Toda nación tiene el derecho, y hasta la obligación, de hacer lo posible por preservar su identidad y al mismo tiempo tiene la obligación de respetar las condiciones para que las otras naciones preserven la suya. El verdadero enemigo de una política nacionalista no es otra política nacionalista, es el hegemonismo. Estas son, entre otras muchas, algunas de las reflexiones que Ulises Moulines catedrático decano de la Facultad de Filosofía de la Universidad de Munich publicó hace 9 años en Ediciones La Campana de Barcelona.
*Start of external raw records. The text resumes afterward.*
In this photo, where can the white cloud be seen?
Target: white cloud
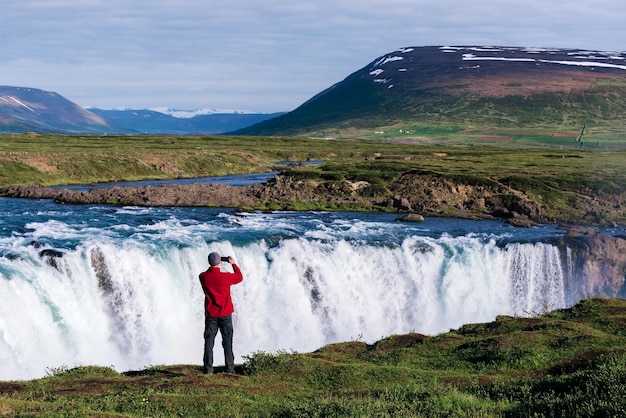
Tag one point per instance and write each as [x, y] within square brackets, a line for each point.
[265, 56]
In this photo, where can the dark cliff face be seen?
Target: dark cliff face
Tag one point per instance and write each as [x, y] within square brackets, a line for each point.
[598, 263]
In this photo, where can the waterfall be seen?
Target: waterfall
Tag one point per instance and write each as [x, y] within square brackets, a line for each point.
[135, 302]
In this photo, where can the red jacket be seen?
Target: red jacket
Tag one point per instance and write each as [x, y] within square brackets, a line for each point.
[216, 285]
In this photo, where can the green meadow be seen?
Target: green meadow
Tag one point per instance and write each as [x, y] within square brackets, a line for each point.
[566, 363]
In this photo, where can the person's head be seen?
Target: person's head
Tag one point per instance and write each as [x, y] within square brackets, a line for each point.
[214, 259]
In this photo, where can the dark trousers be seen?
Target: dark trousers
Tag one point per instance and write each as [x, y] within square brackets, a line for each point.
[225, 326]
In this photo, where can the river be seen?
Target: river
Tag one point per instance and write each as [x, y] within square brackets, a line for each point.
[118, 286]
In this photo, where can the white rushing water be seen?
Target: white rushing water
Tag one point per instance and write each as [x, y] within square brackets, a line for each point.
[126, 294]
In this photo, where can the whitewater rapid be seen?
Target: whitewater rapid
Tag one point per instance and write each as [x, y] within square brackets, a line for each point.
[123, 291]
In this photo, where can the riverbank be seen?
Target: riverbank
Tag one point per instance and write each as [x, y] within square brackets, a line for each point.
[424, 194]
[546, 365]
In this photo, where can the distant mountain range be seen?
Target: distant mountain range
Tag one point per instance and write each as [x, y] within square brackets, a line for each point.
[467, 86]
[24, 109]
[154, 122]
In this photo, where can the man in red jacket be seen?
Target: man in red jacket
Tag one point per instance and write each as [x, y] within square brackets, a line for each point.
[218, 310]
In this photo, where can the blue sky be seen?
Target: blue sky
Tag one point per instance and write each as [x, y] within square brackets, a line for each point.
[261, 56]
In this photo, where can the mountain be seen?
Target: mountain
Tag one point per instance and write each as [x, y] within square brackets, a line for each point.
[25, 109]
[157, 122]
[466, 85]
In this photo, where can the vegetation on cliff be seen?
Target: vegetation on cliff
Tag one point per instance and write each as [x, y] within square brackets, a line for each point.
[548, 179]
[567, 363]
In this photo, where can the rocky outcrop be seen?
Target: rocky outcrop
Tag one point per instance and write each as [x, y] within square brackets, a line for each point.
[598, 263]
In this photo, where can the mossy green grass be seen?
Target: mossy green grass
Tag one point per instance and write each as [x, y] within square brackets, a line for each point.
[565, 363]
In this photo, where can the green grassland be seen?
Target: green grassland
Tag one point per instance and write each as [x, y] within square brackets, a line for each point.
[566, 363]
[60, 160]
[571, 180]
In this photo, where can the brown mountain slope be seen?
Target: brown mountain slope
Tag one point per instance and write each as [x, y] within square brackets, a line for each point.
[477, 86]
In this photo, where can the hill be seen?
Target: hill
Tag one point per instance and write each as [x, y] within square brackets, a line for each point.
[569, 362]
[24, 109]
[472, 87]
[154, 122]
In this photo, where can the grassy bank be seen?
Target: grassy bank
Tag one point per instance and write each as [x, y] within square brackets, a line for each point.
[568, 363]
[571, 183]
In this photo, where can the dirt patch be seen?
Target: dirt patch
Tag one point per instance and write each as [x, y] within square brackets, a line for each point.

Dicho profesor con el título de “Manifiesto nacionalista, análisis de un hecho universal” ha escrito un ensayo en el que analiza con precisión qué puede entenderse por nación, en qué consiste la actitud “negacionista” y la posición “contranacionalista” basado en dos puntos: 1-El nacionalismo es un fenómeno cultural profundo y no una moda pasajera y 2-El nacionalismo es tratado habitualmente con un gran déficit conceptual y metodológico consistente en denominar “nacionalismo” lo que de hecho, es un “hegemonismo”. Este profesor es un defensor del nacionalismo internacionalista como visión constructiva de un problema a menudo mal planteado y aboga por la necesaria comprensión de un fenómeno que arranca de lejos y que marcará el futuro.
Siempre se aprende algo nuevo, y así piensa uno que los vascos nacionalistas no estamos tan solos en nuestros empeños ni tan errados en nuestras querencias y objetivos políticos a alcanzar: la “Burujabetza del Zazpiak Bat”, es decir la soberanía de nuestra nación, Euskadi. Vamos, que no somos tan raros como nos quieren hacer pintar los que no se tienen oficialmente por nacionalistas, quizá por que la suya, “su” nación, está ya construida, asegurada, es hegemónica y tienen la propiedad debidamente registrada en eso que conocido por todos como “su” Estado, la llamada España. Geurea…Euskadi da!